Question

What is the equation of the line through point (2,1) and perpendicular to line through (-4,1) and (3,-2)?

Answer 1

The equation of the line that is perpendicular to the line passing through (-4,1) and (3,-2) and passes through the point (2,1) is y = (7/3)x - 11/3.

Step-by-step explanation:

To find the equation of the line that is perpendicular to the line passing through (-4,1) and (3,-2) and passes through the point (2,1), we need to follow these steps:

1. Find the slope of the given line by using the formula: slope = (y2 - y1) / (x2 - x1). In this case, (-4,1) and (3,-2) are our two points. Substitute the values into the formula:
2. slope = (-2 - 1) / (3 - (-4)) = -3/7
3. The slope of the perpendicular line will be the negative reciprocal of the slope of the given line.
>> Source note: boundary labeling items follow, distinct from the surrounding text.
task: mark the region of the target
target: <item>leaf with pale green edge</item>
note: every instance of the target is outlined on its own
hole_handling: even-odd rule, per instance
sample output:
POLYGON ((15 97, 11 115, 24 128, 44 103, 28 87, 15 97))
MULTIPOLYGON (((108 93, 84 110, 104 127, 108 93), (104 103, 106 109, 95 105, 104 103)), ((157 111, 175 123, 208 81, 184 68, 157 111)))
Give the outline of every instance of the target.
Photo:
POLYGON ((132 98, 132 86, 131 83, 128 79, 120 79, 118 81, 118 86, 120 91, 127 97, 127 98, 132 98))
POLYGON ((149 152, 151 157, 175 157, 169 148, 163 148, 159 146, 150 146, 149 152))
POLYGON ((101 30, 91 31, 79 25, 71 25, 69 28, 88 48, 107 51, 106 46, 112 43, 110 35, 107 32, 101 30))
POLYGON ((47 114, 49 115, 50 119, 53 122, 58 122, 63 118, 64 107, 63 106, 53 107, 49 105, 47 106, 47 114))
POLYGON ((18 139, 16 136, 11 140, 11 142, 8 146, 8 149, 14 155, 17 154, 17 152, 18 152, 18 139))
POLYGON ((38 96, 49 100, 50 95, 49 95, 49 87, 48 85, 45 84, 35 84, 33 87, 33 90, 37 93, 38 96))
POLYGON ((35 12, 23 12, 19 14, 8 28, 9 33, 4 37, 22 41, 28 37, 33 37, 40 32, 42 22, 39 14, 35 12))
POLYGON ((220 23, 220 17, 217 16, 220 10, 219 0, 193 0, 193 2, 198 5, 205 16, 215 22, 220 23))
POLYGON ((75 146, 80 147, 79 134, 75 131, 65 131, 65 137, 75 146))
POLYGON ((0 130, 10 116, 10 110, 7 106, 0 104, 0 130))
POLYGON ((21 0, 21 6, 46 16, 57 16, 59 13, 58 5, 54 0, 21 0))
Therefore, the slope of the perpendicular line is 7/3.
4. Now that we have the slope, we can use the point-slope form of a linear equation: y - y1 = m(x - x1), where m is the slope and (x1,y1) is the given point.
5. Substitute the values into the equation:
6. y - 1 = (7/3)(x - 2)
7. Simplify and rewrite the equation in slope-intercept form (y = mx + b), where b is the y-intercept:
8. y = (7/3)x - 11/3

Therefore, the equation of the line that is perpendicular to the line passing through (-4,1) and (3,-2) and passes through the point (2,1) is y = (7/3)x - 11/3.